Florida coach Billy Donovan will miss a chance to watch his oldest son, Billy, play this weekend for Catholic University.
The tip for Catholic’s basketball game against Goucher College in Baltimore, Md, is 5:30 p.m. on Saturday. The Gators are due to arrive in Washington, D.C., for its Sunday game against American around that time.
“My wife is going to go up there and watch him play on Saturday and I’ll get a chance to see him Saturday night when we get in and he’ll come to the game (against American),” Donovan said. “Actually during the final exam, we have a 10-day period, 11-day period with exams. With our practice schedule I’m going to be able to go back up there again and see him play.”
The younger Donovan, a former standout at St. Francis High in Gainesville, has yet to score his first collegiate basket for Catholic. He’s played in three of Catholic’s first five games, averaging four minutes per games for the Washington D.C.-based school.
But Donovan said his son is enjoying the experience of being away at school for the first time.
“He loves it,” Donovan said. “He’s doing really, really well. I got a chance to watch his second exhibition game, I got a chance to go up to Notre Dame and see him play against Notre Dame which was great to see him and just amazing that he was already in college.”
Even though his minutes are limited, Donovan said his son is keeping a positive attitude.
“I get the other side of it as a parent where you’ve got someone who is playing not as much as they’d like to or want to,” Donovan said. “That’s part of the growing up and maturing process he has to go through and get better. So but he loves the team, loves his teammates, the coaches, the school, he’s very happy.”
Donovan said it’s something he can now tell other parents that are concerned with their son’s playing time issues.
“Absolutely, I can tell everybody now, hey I’ve got one now going through the same thing,” Donovan said. “He understands, which is good, that there are a couple of guys in front of him that are older than him that are seniors that, you know, his job and his responsibility this year will be to back up.
“He’s playing behind their best player who is their leading scorer. I look at it the other way like going against him in practice, because he’s one of the better players in your league, utilize that time to make him better and yourself better.”
— Donovan said he’s not contemplating changes in the starting lineup, but is considering who comes out to start the second half. Slow second-half starts against Florida State and Morehead State in recent games have Donovan concerned. “Maybe we need to start in the second half with our most energized, high-energy players and let’s just throw them out there and set a tone the first two to three minutes of the second half,” Donovan said.
— In reviewing the game film against UCF, Donovan broke down all of UF’s 64 offensive possessions. There were 14 turnovers. Of the 50 shots attempted, Donovan said that 20 were bad shots. “It’s not just one guy,” Donovan said. “It’s our whole entire team. Just the decision making, shot selection, time place score just the decisions to shoot the ball … When you’ve got some older guys right now, they’ve got to be a little bit more in tune. You take 14 turnovers and 20 bad shots, 34 of your 64 possessions are really, really bad.
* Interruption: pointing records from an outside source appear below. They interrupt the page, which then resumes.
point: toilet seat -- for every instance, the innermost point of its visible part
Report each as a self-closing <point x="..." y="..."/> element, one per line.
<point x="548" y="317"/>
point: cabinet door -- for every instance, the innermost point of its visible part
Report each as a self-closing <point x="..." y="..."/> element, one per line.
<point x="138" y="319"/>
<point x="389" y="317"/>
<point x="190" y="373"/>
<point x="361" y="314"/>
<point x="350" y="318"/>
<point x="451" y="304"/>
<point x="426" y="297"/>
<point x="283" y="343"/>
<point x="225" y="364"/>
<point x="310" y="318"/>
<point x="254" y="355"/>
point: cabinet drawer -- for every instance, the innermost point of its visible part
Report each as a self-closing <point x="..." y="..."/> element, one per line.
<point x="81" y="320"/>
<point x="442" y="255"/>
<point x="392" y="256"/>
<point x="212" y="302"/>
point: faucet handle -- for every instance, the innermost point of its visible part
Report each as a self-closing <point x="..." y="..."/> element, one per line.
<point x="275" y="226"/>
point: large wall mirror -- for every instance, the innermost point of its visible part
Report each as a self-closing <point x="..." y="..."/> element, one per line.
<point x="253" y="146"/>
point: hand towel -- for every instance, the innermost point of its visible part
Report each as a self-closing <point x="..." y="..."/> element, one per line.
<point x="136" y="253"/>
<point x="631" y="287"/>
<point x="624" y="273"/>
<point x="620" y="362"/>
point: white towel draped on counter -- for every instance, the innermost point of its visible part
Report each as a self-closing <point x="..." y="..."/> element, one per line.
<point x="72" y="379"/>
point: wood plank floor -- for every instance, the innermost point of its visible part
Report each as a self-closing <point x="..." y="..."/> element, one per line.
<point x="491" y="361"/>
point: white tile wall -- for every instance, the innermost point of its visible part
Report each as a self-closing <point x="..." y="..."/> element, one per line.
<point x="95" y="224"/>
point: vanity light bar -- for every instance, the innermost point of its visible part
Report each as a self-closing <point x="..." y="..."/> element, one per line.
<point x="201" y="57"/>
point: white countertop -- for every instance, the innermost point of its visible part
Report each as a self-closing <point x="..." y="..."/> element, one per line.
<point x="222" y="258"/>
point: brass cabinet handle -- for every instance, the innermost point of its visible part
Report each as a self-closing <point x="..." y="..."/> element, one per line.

That’s more than half of your possessions.”
— Donovan, on Chandler Parsons’ recent funk (he’s averaging five points per game with an assist-to-turnover ratio of 8 to 10 over his last three games): “Sometimes it’s a lot more difficult to deal with and handle success,” Donovan said. “And he went through a period where his sophomore year was maybe somewhat disappointing. I think last year he grew and matured in a great, great way. And I think sometimes it’s easy when you have that kind of success to say I’ve got this figured out right now. And I’m not saying he is taking that kind of approach. But how he handles the attention, the expectations, some of those things are going to be really, really critical for him going forward for himself our team and his role.”